Ecosystem engineer/foundation spp


Sensory system (visual, olfactory)

Novelty: invaders, specialists, mutualists, etc. (related to functional redundancy)

Low R*

Defensive traits. Could this be quantified by mean aij connecting to the next higher trophic level; but aren't some key species not defended (i.e., they transmit effects rather than function as dead ends?): i.e. flow through species vs. dead ends.

Longevity/ storage/ diapause

Diet Plasticity

Reproductive mode: semel/itero; fraction of lifetime that it's reproductive.

Abundance, biomass

Approach that could be taken:

  • Look for experiments that have manipulated a species and quantified response of community. Compare similarity of system +/- spp.

  • But can we get the above information for systems in which these expts have been done?

  • VS. taking a modeling approach (i.e., construct foodwebs, parameterize it, and similulate perturbations), then ask what the relationship is b/w traits and effects. Problems: existing models might only include consumptive links; dynamics may not well match “real” system; …

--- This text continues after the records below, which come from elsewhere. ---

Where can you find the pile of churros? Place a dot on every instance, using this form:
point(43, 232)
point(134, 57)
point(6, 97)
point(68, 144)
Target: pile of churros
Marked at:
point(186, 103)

  • I'm a bit concerned about the dual approach here - although they are complimentary. The MA focuses on species that WERE manipulated (in DIFFERENT systems) and we are therefore exploring effects for spp that were thought to be important. In contrast, if we use a set of models to ask the question, then we can perturb all species and investigate their role (but with little link to real responses). I suppose there's also an issue of comparison within a system (how do you identify the strong interactor WITHIN a system) vs. between a system (i.e., how do you identify the SYTEMS with strong effects and only secondarily the traits of the SECIES within those systems). This seems very important to clarify.

Day 4: Traits

Take an example system:

Tim w: birds in intertidal: cages to exclude birds (but there are 3 species…); responses: snails increase, algae respond, other sessile species change,


  • Dissimilarity in community composition (of a guild, trophic level, total community)

  • Change in biomass or abundance (or specific taxa, prey, “prey of prey”, or total community)

  • Variance (spatial or temporal - can this be extracted?: e.g., transformations, scaling with mean, no data on individual plots through time, etc.)


    1. Meta-analysis using existing experiments (manip and natural) looking at how effect sizes vary with “traits”. We'll need to deal with the inference limitations since many spp within a com were not manipulated (see caveats above). Perhaps the issue here is more about what we can say about the role of system traits rather than the spp traits?

    2. Modeling effort in which we perturb each species, quantify response of community and relate this response to “traits”. Do this for different food web structures. The challenges are:

      • if we care about biological traits (e.g., body size, metabolic rate), then how well does the model really match “real” responses? If not, then the traits we “find” may not have much to do with the actual traits that we can use to identify key species. We can overcome this by ignoring bio traits and instead focusing on food web traits: e.g., connectivity, mean direct effect, mean consumptive rate, mean vulnerability to preds, two-link species, etc.

      • the models are “simple”. How do we incorporate reasonable complexities, like prey switching, size structure, nonlinearities, etc.

  1. MA: start with Menge's review of indirect effects (1997; Am Nat). Ben, Craig, Fio start the effort. We need to find a student/tech to do the extractions. Ben will check on the logistics of doing this via nceas.

  2. Model effort: will depend on the kelp/intertidal project. I also will try to explore other models that might exist that could be used.